Thursday July 2, 06:05 PM
MONEY MARKETS-Rates at new lows but the keep medication coming
By Burton Frierson
NEW YORK, July 2 (Reuters) - Dollar borrowing costs between banks fell again on Thursday, hitting the latest in a series of all-time lows, but dismal U.S. jobs data raised doubts over when the easy money would lift the economy.
The U.S. economy lost nearly half a million jobs last month, far more than the previous month or analysts' expectations, calling into question expectations for stabilization anytime soon. For details, see
This took the shine off news that closely-watched London interbank offered rates for bank-to-bank lending fell to another record low. It also reminded analysts this had been achieved mainly by massive and continued Fed support.
'I do think overall it's a positive to have Libor coming down from the abnormally-distressed levels that we've seen over the last year, but I'm a little cautious because it is also a medicated market,' said Jeff Given, a portfolio manager for fixed income with John Hancock Funds in Boston.
'Borrowing costs coming down, corporations being able to borrow at cheaper rates is helping at the margins but what we really need to get the economy going is going to be some consumer spending,' he said.
Three-month dollar Libor fell to 0.5775 percent , a record low, from 0.5875 percent.
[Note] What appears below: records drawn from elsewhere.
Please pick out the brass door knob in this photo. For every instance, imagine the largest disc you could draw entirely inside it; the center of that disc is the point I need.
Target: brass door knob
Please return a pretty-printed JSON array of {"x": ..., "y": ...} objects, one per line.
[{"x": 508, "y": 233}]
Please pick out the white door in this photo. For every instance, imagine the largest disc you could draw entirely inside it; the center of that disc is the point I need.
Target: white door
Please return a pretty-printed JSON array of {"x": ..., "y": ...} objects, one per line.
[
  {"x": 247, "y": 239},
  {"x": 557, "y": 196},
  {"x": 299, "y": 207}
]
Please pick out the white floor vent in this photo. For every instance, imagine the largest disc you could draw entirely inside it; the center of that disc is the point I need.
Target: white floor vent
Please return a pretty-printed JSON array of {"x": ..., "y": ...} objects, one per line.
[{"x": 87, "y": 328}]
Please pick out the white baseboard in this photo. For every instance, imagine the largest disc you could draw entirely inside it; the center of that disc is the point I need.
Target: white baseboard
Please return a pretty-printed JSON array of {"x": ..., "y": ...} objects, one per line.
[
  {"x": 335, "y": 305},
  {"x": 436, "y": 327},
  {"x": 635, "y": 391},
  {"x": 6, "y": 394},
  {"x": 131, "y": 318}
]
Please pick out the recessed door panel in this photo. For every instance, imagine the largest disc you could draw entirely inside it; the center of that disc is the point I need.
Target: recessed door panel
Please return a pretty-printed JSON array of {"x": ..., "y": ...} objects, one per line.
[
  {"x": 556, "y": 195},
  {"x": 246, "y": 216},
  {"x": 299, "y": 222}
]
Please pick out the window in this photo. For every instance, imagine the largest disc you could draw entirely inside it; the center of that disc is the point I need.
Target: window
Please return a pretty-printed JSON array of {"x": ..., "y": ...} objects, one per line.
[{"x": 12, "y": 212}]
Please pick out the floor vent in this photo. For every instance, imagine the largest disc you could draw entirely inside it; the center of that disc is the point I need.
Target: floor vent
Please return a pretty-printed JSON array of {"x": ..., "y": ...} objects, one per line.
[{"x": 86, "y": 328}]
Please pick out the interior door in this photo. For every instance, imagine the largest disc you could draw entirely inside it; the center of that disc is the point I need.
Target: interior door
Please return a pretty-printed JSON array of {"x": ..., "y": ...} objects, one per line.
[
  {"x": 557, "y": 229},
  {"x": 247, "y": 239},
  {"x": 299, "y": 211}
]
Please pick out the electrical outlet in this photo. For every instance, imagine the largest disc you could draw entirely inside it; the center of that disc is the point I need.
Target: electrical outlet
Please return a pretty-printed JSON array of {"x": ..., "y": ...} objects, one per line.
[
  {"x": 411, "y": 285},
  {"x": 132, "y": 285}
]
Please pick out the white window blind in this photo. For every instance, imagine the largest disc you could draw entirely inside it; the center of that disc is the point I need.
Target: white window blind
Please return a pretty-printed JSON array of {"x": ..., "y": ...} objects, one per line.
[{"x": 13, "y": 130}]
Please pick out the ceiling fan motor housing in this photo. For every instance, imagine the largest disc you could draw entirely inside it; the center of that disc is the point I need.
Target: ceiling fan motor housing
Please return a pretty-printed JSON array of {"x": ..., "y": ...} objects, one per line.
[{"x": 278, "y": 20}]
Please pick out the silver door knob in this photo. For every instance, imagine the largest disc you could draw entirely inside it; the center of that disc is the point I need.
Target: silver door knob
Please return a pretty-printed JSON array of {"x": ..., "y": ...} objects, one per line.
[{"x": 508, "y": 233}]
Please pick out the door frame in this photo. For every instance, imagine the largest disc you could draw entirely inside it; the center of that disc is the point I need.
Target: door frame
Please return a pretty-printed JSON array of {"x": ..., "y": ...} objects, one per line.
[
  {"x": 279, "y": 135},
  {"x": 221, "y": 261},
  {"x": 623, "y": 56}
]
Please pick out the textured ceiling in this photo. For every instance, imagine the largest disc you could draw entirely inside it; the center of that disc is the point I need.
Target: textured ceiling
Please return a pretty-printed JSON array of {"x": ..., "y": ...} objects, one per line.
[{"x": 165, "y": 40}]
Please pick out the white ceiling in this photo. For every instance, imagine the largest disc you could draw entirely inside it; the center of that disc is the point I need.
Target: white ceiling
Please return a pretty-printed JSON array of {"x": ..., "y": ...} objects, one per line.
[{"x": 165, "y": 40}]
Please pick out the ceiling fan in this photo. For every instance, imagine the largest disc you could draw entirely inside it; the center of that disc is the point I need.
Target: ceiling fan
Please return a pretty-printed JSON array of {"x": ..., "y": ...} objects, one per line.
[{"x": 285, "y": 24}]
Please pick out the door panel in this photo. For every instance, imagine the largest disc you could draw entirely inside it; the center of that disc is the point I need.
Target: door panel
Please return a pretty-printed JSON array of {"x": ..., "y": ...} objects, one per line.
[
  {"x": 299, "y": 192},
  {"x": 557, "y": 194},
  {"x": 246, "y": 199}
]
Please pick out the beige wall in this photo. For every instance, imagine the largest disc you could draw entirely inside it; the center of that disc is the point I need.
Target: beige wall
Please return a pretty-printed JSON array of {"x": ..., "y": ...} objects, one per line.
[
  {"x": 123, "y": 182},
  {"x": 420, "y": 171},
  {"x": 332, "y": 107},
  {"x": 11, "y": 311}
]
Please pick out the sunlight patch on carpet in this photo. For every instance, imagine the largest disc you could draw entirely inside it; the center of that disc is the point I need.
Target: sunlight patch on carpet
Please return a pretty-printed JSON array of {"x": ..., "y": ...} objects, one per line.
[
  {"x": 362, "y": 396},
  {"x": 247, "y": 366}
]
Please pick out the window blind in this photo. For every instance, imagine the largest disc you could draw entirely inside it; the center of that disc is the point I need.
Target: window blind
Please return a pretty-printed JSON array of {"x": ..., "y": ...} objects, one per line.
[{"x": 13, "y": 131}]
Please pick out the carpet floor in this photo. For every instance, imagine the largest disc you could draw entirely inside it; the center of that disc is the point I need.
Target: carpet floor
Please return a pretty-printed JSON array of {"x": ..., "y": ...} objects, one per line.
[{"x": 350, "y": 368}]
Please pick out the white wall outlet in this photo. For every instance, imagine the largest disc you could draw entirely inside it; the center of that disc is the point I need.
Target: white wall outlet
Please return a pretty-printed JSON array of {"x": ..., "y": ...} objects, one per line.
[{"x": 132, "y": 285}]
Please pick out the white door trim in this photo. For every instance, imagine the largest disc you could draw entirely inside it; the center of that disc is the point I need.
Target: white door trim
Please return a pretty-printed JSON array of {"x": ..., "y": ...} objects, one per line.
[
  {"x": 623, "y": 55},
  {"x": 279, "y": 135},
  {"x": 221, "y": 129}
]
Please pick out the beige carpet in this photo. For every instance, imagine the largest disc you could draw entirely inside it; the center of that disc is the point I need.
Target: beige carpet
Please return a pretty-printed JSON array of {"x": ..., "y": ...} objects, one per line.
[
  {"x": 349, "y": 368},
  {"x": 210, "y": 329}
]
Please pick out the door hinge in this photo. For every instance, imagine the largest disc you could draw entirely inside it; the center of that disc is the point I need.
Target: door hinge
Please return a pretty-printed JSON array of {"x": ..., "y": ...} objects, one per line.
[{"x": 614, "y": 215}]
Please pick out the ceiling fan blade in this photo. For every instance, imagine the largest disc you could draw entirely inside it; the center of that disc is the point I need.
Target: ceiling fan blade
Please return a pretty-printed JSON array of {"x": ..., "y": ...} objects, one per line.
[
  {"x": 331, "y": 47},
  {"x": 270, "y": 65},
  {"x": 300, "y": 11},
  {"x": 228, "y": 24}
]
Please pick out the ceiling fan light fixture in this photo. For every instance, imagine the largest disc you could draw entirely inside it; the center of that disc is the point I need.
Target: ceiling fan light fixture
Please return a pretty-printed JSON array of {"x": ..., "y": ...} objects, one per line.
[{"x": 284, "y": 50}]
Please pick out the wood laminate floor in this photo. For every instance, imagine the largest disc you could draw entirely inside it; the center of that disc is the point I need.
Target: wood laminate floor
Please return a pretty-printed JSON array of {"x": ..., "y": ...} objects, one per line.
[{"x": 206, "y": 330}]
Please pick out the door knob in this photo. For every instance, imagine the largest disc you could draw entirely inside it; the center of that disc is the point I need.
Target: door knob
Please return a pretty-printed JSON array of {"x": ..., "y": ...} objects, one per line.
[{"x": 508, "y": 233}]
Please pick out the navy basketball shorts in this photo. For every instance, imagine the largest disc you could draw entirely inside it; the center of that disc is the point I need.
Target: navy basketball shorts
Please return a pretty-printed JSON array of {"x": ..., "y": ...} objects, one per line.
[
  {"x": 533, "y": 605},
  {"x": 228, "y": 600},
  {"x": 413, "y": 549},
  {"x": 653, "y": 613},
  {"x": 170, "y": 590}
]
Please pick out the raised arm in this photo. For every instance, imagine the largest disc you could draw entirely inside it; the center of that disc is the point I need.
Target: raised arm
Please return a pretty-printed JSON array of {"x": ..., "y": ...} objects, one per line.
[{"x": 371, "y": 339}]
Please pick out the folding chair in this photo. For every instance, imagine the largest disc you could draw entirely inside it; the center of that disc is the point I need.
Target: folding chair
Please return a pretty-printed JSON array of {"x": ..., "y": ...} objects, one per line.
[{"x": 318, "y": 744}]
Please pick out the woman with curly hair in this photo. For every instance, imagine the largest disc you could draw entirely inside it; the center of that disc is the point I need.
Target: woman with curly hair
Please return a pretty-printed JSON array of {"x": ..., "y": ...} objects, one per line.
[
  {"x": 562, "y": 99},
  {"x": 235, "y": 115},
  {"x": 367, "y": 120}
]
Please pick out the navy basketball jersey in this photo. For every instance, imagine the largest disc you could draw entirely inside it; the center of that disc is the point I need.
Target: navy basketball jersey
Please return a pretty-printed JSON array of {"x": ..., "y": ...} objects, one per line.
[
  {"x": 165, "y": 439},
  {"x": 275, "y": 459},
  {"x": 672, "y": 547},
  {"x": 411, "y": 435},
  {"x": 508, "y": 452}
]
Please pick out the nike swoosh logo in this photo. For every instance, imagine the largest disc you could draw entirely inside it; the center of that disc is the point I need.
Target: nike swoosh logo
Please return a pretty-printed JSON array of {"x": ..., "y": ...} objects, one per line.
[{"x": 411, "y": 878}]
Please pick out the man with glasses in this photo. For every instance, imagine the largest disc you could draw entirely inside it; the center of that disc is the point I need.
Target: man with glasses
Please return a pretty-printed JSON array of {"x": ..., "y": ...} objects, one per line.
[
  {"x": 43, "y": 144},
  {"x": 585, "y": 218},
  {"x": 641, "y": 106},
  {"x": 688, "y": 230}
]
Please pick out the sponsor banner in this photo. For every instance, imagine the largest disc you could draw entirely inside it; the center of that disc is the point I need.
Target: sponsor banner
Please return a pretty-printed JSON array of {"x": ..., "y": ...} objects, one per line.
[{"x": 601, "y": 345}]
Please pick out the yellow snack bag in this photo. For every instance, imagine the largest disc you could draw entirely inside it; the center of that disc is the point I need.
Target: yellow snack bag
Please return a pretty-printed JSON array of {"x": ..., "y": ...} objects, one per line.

Driving the decline has been the Fed's zero-rate monetary policy and its myriad programs and facilities designed to pump money into a financial system that suffered its worst crisis since the Great Depression of the 1930s.
A key gauge of risk aversion also reflected the continued normalization of financial conditions. The TED spread remained pegged at levels that prevailed just before the start of the financial crisis nearly two years ago.
But the question remains: When will all of this help the economy resume growth, which is the ultimate precondition to getting the financial sector out of the crisis brought on by the bursting of this decade's credit bubble?
The current rate of job losses will not bring that any closer, analysts say, since it will weigh on economic activity in an economy where growth was driven by consumer spending in recent years.
'It is definitely a weak number all around,' Carl Lantz, U.S. interest rate strategist at Credit Suisse in New York, said about the job-loss figure.
'The combination of lower hours, unchanged wages and lower employment all means lower income, which is going to weigh on consumer spending going forward,' he added.